Une dette publique à un niveau historique

Au Sénégal, la dette publique atteint un niveau record de 132 % du PIB sur la période 2024-2025, selon les estimations officielles. Cette hausse s’explique notamment par la mise au jour de dettes jusque-là non déclarées par l’administration précédente.

Dans ce contexte tendu, les autorités tentent de rétablir la transparence budgétaire tout en rassurant les partenaires financiers. Toutefois, la situation continue de susciter de vives inquiétudes au sein des milieux économiques.

Des prévisions alarmantes d’experts internationaux

Face à cette dégradation des finances publiques, David Cowan, économiste en chef pour l’Afrique chez Citi, anticipe un scénario préoccupant. Il estime que le Sénégal pourrait faire défaut sur sa dette dans les deux prochaines années.

Dans ses déclarations relayées par Les Échos, il place le pays aux côtés du Mozambique et du Malawi parmi les États les plus exposés. Selon lui, le Sénégal « s’efforce de sortir d’une crise de la dette cachée révélée fin 2024 » mais reste « dans une situation très difficile ».

Un défaut évité de justesse en mars 2026

Malgré ces projections pessimistes, le Sénégal a réussi à éviter un défaut de paiement en mars 2026. Le pays a en effet remboursé une partie de sa dette extérieure, à hauteur de 471 millions de dollars, soit environ 270 milliards de FCFA.

Cependant, ce remboursement n’a pas été sans controverse. Le gouvernement a eu recours à un mécanisme financier spécifique, le Total Return Swap (TRS), en partenariat avec l’Africa Finance Corporation et la First Abu Dhabi Bank. Ce choix a rapidement déclenché des débats animés sur sa pertinence et sa transparence.

Le gouvernement défend sa stratégie

Face aux critiques, le ministre des Finances et du Budget, Cheikh Diba, a tenu à clarifier la position de l’État. Il affirme que le recours aux TRS s’inscrit pleinement dans un cadre légal et maîtrisé.

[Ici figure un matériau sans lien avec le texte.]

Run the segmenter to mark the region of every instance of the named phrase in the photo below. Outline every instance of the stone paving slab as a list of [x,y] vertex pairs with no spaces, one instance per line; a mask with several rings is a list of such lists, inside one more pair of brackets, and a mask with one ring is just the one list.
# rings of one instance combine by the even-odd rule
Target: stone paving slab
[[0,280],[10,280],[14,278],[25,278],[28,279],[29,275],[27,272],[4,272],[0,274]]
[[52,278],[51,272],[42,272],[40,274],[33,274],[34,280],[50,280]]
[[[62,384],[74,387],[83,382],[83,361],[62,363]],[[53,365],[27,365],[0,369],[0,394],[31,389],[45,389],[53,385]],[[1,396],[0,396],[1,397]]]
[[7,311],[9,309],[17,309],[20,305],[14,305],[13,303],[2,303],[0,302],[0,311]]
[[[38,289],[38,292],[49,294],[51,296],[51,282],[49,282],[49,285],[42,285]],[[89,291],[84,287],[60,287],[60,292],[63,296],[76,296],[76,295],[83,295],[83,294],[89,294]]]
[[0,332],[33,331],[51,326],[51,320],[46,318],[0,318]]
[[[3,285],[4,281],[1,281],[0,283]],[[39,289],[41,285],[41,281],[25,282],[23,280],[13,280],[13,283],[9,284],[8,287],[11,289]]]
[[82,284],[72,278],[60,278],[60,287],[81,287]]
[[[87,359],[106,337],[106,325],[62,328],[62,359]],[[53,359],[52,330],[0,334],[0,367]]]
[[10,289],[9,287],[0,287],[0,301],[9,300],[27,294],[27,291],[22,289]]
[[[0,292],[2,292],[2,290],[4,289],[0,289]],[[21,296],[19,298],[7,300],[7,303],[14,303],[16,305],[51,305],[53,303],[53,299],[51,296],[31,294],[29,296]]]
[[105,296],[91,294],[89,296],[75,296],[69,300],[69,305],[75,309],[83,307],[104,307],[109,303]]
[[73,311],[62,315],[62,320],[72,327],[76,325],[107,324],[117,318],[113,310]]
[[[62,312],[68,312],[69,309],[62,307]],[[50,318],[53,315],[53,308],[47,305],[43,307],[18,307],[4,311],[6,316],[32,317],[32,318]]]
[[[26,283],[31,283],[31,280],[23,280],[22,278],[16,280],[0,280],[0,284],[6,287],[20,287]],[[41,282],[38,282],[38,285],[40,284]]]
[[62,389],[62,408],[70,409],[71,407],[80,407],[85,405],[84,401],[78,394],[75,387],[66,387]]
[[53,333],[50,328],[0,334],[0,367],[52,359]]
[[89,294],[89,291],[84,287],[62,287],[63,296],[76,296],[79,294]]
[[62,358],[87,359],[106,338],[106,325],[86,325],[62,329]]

Selon lui, cette opération s’est déroulée « dans la légalité, la transparence, avec une parfaite maîtrise des risques », tout en assurant une communication responsable envers l’Assemblée nationale et les partenaires du Sénégal.

Une équation encore incertaine

Ainsi, malgré les efforts engagés pour stabiliser la situation, le Sénégal reste confronté à une équation budgétaire complexe. Entre impératifs de remboursement, crédibilité financière et pression des marchés, les prochains mois s’annoncent décisifs pour éviter un basculement vers le défaut de paiement.